Some of the research team has published previously in the same journal, citing findings that the use of a standby reverse mortgage strategy improves the chances of financial health among simulated retirement portfolios.
Now, Salter, Texas Tech University professor and CFP; Pfeiffer, associate professor of finance and personal financial planning at the Edinboro University of Pennsylvania; and Schaal, CFP and founder and managing director of Tandem Wealth Advisors in Phoenix, Arizona, have outlined the recent changes and have run new projections to find early establishment of the Home Equity Conversion Mortgage line of credit is still beneficial to retirement portfolio survival.
“The results show an estimated 30-year survival advantage for early establishment,” the report states in its conclusion comparing the early establishment of the loan versus prolonging it as a last resort. “This holds true under various future interest rate and home appreciation scenarios for real withdrawal rates between 4 percent and 6 percent. However, postponing the establishment of an HECM line of credit should be considered when the adviser and/or client has good reason to believe that home occupancy after loan origination is likely to last less than 15 years.”
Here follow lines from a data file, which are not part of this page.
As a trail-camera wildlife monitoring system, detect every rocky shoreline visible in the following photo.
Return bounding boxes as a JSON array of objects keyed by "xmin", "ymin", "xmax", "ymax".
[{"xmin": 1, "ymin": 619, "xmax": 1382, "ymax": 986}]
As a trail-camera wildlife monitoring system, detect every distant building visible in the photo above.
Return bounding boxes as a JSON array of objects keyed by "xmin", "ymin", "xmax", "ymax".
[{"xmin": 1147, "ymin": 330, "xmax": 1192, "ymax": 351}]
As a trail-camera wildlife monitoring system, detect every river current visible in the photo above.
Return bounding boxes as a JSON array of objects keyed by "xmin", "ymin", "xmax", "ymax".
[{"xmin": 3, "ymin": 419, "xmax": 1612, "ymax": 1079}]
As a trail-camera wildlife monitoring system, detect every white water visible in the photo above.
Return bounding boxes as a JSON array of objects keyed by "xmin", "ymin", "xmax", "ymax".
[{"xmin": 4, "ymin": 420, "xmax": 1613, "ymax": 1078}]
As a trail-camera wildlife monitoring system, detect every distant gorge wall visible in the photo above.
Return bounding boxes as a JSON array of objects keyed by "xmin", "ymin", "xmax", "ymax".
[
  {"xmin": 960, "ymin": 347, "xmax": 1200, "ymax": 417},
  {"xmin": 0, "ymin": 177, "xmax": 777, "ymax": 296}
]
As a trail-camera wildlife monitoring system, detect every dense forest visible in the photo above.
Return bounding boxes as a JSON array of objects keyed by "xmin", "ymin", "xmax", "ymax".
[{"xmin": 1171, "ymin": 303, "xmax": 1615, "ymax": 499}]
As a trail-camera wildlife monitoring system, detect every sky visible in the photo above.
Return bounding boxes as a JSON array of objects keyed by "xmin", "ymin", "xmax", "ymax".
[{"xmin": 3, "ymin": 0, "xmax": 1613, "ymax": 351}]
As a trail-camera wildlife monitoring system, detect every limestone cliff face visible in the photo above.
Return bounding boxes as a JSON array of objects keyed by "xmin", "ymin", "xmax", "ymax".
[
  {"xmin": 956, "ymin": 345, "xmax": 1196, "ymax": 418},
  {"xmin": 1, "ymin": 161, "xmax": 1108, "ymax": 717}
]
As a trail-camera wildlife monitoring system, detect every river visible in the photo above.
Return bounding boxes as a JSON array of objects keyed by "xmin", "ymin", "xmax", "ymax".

There are major considerations, such as length of time expected to remain in the home, that should be included in such a conclusion, the research states. Those factors including duration of home occupancy, real withdrawal needs relative to home value, higher future interest rates, and lower future home price appreciation, can influence the outcome additionally.
“…the early establishment survival advantage in the current interest rate and lending environment is estimated to be greatest for those who expect (1) long duration of home occupancy, (2) higher real withdrawal needs relative to home value, (3) higher future interest rates, and (4) lower future home appreciation,” the researchers write.